Last month, the American Psychiatric Association released the fifth edition of its Diagnostic and Statistical Manual of Mental Disorders—the bible of mental health—Symptoms of ADHD remain the same in the new edition: The difference is that in the previous version of the manual, the first symptoms of ADHD needed to be evident by age 7 for a diagnosis to be made. In DSM-5, if the symptoms turn up anytime before age 12, the ADHD diagnosis can be made.

Even before DSM-5, doctors were already on track to prescribe enough stimulants this year for each American man, woman and child to receive the equivalent of 130 mg of amphetamine (about 40 five-mg pills of Adderall) and an even greater amount of the very similar drug Ritalin. In this era of excessive prescribing, we seem to have forgotten the cautionary history of amphetamines in America—a history that shows how overprescribing stimulants leads to widespread dependence and addiction.

Since their introduction by the pharmaceutical company Smith, Kline & French in 1937, amphetamines have been prescribed for maladies that had more to do with societal expectations than genuine mental illness.

By 1969, doctors were prescribing the equivalent of 120 mg of amphetamine for each American—a high-water mark of per-capita consumption we are only now about to surpass. By then, the addictive potential of prescription stimulants had attracted intense scientific and public scrutiny as evidence grew that many patients were becoming dependent on the drugs. Thirty percent of patients in one study conducted in New York state admitted to using their medications recreationally.

In 1968, the National Academy of Sciences organized an authoritative investigation into the stimulants' true benefits and risks. The consensus: These drugs had limited efficacy and real harms. Medical experts discouraged the use of stimulants for both depression and obesity, but the warnings had little effect on doctors' prescribing habits until the Controlled Substances Act of 1971 mandated that stimulants be placed in a tightly controlled category of medications.

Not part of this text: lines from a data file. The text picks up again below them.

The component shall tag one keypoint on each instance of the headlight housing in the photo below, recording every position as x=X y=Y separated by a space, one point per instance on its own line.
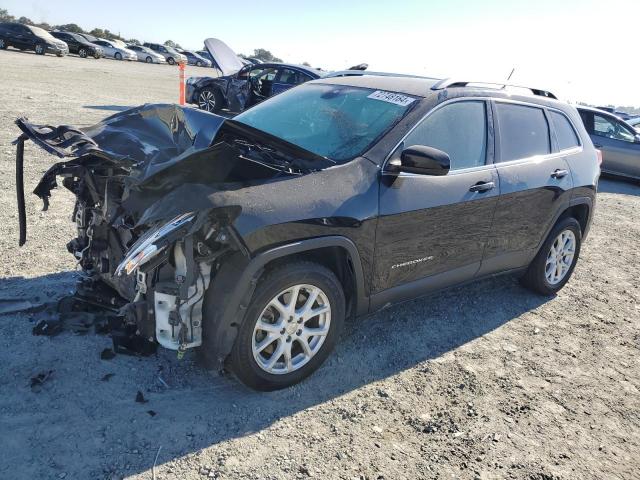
x=151 y=244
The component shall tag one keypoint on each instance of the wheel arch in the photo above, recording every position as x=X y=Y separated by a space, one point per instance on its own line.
x=230 y=292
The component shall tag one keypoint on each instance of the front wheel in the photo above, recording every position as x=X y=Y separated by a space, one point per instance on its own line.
x=292 y=324
x=553 y=265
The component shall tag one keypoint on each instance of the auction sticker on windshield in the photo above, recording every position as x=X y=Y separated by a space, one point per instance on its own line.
x=391 y=97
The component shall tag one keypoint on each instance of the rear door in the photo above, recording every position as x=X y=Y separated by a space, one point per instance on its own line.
x=432 y=230
x=618 y=143
x=535 y=182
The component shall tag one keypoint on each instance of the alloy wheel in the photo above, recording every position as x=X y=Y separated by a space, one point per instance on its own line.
x=291 y=329
x=207 y=101
x=560 y=257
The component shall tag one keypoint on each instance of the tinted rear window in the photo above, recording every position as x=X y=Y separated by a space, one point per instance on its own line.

But by the 1990s, experts and advocacy groups for ADHD, some funded by pharmaceutical companies, began to argue that stimulants did not lead to addiction when treating children for the disorder, and that the stimulants actually decreased the risk of future drug abuse.

The problem with this reassuring message is that it was based on flimsy evidence.

Three months ago, the only randomized trial to study future substance abuse by ADHD kids refuted the notion that stimulants, when taken in childhood, have a protective effect.

Stimulants can certainly benefit some young children with truly disabling ADHD. However, history has already taught us that overprescribing stimulants to millions of Americans leads to dependence, addiction and overdose. By medicating children for wiggling in their chairs, losing their homework and shouting out answers, we are not teaching them vital coping skills to manage their behavior. Instead, we are teaching them to take a pill. One day, we'll look back and wonder: Why did we do this? Again.